Last Friday was a dream come true for nine Harvard Law School (HLS) students who learned that they had received the Skadden Fellowship—a grant that supports legal projects aimed at helping disadvantaged people—making them the largest group of fellows HLS has seen.
“This fellowship is great because it basically allows you to design your own dream job and somebody gives you the funding to do it,” said Nisha S. Agarwal ’00, a third-year HLS student and newly named fellow.
Awarded to 27 recipients this year, the two-year Skadden Fellowship is granted by the law firm Skadden, Arps. Applicants, who must be recent law school graduates or judicial clerks, are asked to design public interests projects, and the fellowship funds the winning selections.
Almost two decades old, the Skadden Fellowship Program seeks to provide civil legal services to disadvantaged people, said Susan B. Plum, the program’s founding director.
Previously, the Fellowship has funded the public-interest aspirations of attorneys from top law schools around the country.
“It’s just very gratifying that such exceptionally well educated people want to work with the poorest people in the world,” Plum said. “It’s war on the poor, it’s war on the immigrants, it’s war on all of those who are the have-nots.”
The fellows—who were chosen from 165 applicants, 16 of whom were from HLS—said they cherish the opportunity to pursue their projects. Their legal services will target areas including health care, elder law, and predatory lending.
Agarwal said she turned to law school—and public interest law—after researching community development in Harlem.
“When I was there, a lot of people I was interviewing with were dealing with eviction and other concerns,” she said. “For me it was frustrating just researching those issues and not being able to help in a meaningful sort of way.”
Agarwal said she will work on a healthcare project for the New York Lawyers for the Public Interest.
“One of the things I found in my research was such a strong relationship between poor-quality housing and health outcomes,” Agarwal said.
Jessica J. Myers, a new fellow and a third-year law student, said she plans to serve as the go-to person for elder law issues at the Legal Aid Society of Middle Tennessee and the Cumberlands.

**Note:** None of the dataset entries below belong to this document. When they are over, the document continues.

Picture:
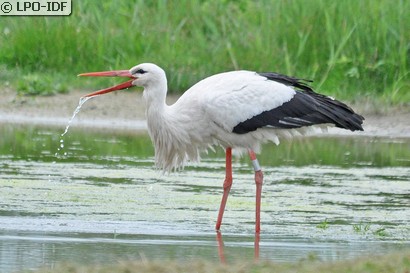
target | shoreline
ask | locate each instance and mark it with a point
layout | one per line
(125, 111)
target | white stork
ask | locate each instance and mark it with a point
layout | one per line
(235, 110)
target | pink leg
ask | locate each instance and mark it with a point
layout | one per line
(258, 182)
(227, 187)
(220, 247)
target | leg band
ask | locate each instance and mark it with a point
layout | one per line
(256, 165)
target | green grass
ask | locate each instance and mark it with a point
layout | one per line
(392, 263)
(356, 50)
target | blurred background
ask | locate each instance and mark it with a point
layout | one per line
(355, 50)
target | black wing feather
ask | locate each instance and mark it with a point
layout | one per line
(304, 109)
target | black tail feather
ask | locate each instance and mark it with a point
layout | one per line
(304, 109)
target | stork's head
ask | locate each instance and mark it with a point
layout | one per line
(146, 74)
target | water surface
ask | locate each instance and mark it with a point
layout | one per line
(100, 200)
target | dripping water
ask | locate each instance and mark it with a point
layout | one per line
(76, 111)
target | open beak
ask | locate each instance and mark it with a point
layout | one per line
(114, 73)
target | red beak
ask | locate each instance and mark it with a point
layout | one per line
(114, 73)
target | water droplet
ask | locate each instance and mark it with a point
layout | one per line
(76, 111)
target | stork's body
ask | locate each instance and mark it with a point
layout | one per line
(236, 110)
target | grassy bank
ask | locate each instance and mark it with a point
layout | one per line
(393, 263)
(352, 49)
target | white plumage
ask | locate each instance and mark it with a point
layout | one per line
(238, 109)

She will also work more generally with social workers, government agencies, and non-profit organization to address issues that affect seniors.
Myers said her work in public-interest law arises from the value she places on volunteer work.
“The idea is that you should try to leave at least your part of the world better than the way you found it,” Myers said.
The fellows’ legal expertise will reach different locales and social sectors.
Judith A. Murciano, who is director of fellowships for the HLS office of public interest advising, praises the diversity of the group.
“The students themselves are able to communicate with their clients in not only different languages but different skill sets,” said Murciano, who is Leverett House’s public service tutor as well as the assistant senior tutor for fellowships.
She said she foresees a mutual exchange of expertise and experience between the new fellows and the environments in which they will be working.
“I deeply appreciate that the HLS graduates will both be contributing to the communities but also the communities will shape the graduates,” she said.
HLS Dean Elena Kagan said she believes the fellows reflect a zeal for public service she has tried to encourage.
“I think that students are demonstrating that they hear that message,” Kagan said. “They really understand public service as being an integral part of the legal profession.”
Kagan serves on the Fellowship Program’s board of trustees, but said that she is never asked to review applicants from HLS.
Last year’s HLS graduates were the first to graduate under the new pro-bono requirement. According to Kagan, last year’s graduates completed 10 times the required pro-bono hours.
In fact, Kagan said that Charlotte Sanders, a fellow who graduated last year, had completed the most number of pro-bono hours in her class.
Plum said HLS is strong in nurturing a community committed to public interest, saying that the program would like to spread out the fellowships—but that Harvard applicants are too good to turn down.
According to Plum, “Harvard students are just so profoundly advantaged...that they get access to a network of real stars in the public-interest community who can advise them on this process, and it helps enormously.”